Aujourd’hui, DNDi soutient l’enregistrement par les autorités de régulation du pays d’un traitement novateur au goût masqué car les médicaments disponibles pour l’heure ont un goût amer qui rend leur administration très difficile auprès des enfants.

Au Sénégal, sur les 4.000 enfants recensés comme porteurs du VIH, un tiers seulement à accès au traitement antirétroviral.

 
Le Docteur Florent Mbo. Photo Kenny Mbala/DNDi.

Questions à Dr Florent Mbo, chercheur pour DNDi à Kinshasa au Congo

Le traitement leur permet de mener une vie quasi normale

Chercheur qui œuvre pour DNDi depuis Kinshasa au Congo, le docteur Florent Mbo est en charge des questions d’accès aux médicaments et plaide pour une plus large diffusion des traitements antirétroviraux.

Un accès efficace aux traitements doit démarrer d’abord par un dépistage?
En effet, on ne peut pas parler d’accès au traitement sans dépistage au préalable. Dans le contexte africain, il n’y a pas assez accès aux ressources au niveau de nos gouvernements pour appuyer le dépistage du VIH. Il faut d’abord, par exemple, tester les femmes enceintes qui donnent naissance à des enfants atteints par le VIH.

Nous avons des exemples en Afrique du Sud où un nombre très élevé de femmes enceintes sont porteuses du VIH et le transmettent à leur enfant lors de l’accouchement. C’est pourquoi nous appuyons la formation de professionnels de santé sur ces questions de dépistage. Et un enfant dépisté, dès ses premiers mois de vie, peut avoir accès à un traitement.

En Europe, on oublie parfois que le Sida est une maladie qui tue. Pour de jeunes enfants, un traitement efficace donne quelles espérances à leur parcours de vie?
Il améliore clairement la vie d’enfants qui le suivent à long terme. Ils peuvent aller étudier à l’école, leurs anticorps sont renforcés et le traitement leur permet de mener une vie quasi normale. En recevant le traitement tôt, cela permet d’éviter les infections fréquentes. Nous traitons des bébés de trois mois, par exemple. Ce qui est important aussi, est de savoir si la maman est séropositive pour lui donner un traitement en amont, pendant sa grossesse et diminuer le risque de transmission à l’accouchement.

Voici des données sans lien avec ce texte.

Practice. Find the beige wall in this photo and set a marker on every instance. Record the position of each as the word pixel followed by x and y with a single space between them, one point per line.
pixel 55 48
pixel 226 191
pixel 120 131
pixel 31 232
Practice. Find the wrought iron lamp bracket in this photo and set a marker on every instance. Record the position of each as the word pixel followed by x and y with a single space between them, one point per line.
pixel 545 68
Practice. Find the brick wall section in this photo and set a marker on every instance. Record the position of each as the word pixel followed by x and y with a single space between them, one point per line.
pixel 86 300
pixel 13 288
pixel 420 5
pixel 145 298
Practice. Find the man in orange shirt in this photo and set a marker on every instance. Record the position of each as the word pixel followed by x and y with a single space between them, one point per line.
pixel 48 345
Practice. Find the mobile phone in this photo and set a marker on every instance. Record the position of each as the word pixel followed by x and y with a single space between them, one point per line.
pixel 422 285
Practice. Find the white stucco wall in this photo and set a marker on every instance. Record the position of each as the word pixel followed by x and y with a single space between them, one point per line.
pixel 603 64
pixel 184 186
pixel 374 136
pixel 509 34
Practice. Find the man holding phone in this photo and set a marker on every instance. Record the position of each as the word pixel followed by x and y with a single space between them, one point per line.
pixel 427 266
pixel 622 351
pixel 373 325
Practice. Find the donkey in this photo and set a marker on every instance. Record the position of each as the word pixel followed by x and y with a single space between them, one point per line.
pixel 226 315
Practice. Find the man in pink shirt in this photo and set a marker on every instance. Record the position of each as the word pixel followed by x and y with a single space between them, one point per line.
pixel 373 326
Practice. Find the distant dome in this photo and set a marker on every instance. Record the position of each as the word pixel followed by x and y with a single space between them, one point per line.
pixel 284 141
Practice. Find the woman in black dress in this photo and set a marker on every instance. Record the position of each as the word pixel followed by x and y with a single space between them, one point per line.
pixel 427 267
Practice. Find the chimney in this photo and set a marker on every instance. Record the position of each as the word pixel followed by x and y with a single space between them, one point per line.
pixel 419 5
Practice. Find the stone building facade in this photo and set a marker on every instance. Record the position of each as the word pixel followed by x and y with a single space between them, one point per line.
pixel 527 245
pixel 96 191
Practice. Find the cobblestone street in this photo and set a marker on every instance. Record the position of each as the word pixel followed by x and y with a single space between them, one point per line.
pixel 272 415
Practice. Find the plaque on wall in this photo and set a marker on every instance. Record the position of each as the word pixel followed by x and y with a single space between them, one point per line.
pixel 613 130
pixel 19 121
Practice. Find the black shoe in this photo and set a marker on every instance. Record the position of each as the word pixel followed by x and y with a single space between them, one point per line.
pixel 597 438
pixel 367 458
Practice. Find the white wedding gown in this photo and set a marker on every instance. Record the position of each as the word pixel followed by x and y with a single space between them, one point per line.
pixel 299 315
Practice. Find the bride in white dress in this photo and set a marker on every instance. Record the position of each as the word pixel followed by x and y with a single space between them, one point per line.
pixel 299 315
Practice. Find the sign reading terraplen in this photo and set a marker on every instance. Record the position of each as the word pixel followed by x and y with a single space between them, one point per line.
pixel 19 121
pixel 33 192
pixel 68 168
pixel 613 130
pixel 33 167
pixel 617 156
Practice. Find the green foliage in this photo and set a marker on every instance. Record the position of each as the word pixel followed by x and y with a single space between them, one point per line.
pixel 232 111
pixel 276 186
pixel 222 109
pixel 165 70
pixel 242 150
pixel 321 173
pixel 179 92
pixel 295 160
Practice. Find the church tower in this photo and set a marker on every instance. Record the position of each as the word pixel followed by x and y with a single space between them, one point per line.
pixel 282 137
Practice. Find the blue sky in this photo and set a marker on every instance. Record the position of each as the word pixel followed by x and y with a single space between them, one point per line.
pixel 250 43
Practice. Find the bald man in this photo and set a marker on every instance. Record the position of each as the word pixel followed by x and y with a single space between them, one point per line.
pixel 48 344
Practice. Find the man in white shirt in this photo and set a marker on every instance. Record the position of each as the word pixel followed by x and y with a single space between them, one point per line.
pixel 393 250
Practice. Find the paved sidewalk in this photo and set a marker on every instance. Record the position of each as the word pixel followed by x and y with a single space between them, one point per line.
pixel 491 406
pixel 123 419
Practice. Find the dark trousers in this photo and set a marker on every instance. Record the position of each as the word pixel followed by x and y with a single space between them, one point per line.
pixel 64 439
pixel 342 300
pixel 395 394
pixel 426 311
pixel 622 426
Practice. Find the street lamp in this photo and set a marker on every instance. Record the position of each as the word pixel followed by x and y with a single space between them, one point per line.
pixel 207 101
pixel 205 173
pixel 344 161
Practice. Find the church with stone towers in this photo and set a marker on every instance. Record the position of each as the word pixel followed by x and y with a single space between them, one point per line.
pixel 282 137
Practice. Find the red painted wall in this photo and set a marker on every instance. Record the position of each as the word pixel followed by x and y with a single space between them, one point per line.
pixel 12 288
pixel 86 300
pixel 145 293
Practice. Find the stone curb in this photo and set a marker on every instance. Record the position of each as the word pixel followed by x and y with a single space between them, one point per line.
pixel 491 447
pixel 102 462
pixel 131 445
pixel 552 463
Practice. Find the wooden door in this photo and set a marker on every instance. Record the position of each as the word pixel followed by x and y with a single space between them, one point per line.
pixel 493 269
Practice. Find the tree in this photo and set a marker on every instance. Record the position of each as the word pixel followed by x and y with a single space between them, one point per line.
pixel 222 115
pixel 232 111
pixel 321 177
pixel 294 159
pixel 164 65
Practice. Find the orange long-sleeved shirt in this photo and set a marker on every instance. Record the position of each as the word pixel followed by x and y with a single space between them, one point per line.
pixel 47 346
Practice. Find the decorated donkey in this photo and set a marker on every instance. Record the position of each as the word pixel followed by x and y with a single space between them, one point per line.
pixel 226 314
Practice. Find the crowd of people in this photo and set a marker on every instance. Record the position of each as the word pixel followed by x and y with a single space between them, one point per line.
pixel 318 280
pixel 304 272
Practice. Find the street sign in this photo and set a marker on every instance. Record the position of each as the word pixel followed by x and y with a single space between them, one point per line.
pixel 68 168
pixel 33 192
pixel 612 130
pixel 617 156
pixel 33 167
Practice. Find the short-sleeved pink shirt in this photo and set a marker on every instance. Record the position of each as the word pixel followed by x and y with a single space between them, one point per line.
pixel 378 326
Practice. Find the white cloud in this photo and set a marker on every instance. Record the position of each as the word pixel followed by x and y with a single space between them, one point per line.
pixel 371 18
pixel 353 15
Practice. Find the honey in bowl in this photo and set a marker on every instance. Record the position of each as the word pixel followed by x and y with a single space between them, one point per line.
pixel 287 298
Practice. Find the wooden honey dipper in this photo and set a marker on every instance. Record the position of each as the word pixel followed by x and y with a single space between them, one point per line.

L’apport de traitement dans certains pays se heurte-il aux contraintes logistiques?
Pour le moment, le problème logistique ne se pose pas tellement. Notre souci est la disponibilité du médicament. Au niveau de DNDi, nous faisons tout pour adapter nos formulations en tenant compte du contexte climatique. Aussi, nous privilégions souvent des médicaments qui sont thermostables et ne nécessitent pas d’être conservés au réfrigérateur. Dans nos centres de santé les plus éloignés dans les régions rurales, il n’y a pas de chaîne de froid. Il faut adapter les médicaments au contexte du terrain.

Constatez-vous parfois des craintes, des défiances de la part des personnes à qui vous proposez ces traitements?
Je reviens d’une visite de terrain au nord de Kinshasa, nous sommes arrivés dans des structures où les enfants qui sont amenés, contaminés par des mères atteintes du VIH, n’ont pas de médicaments. Ces enfants sont condamnés faute de prise en charge et notre volonté est de combler ce vide autour du VIH pédiatrique. Ce qui permet de ramener le sourire auprès de ces populations. Et l’appui de Monaco dans ces programmes y contribue.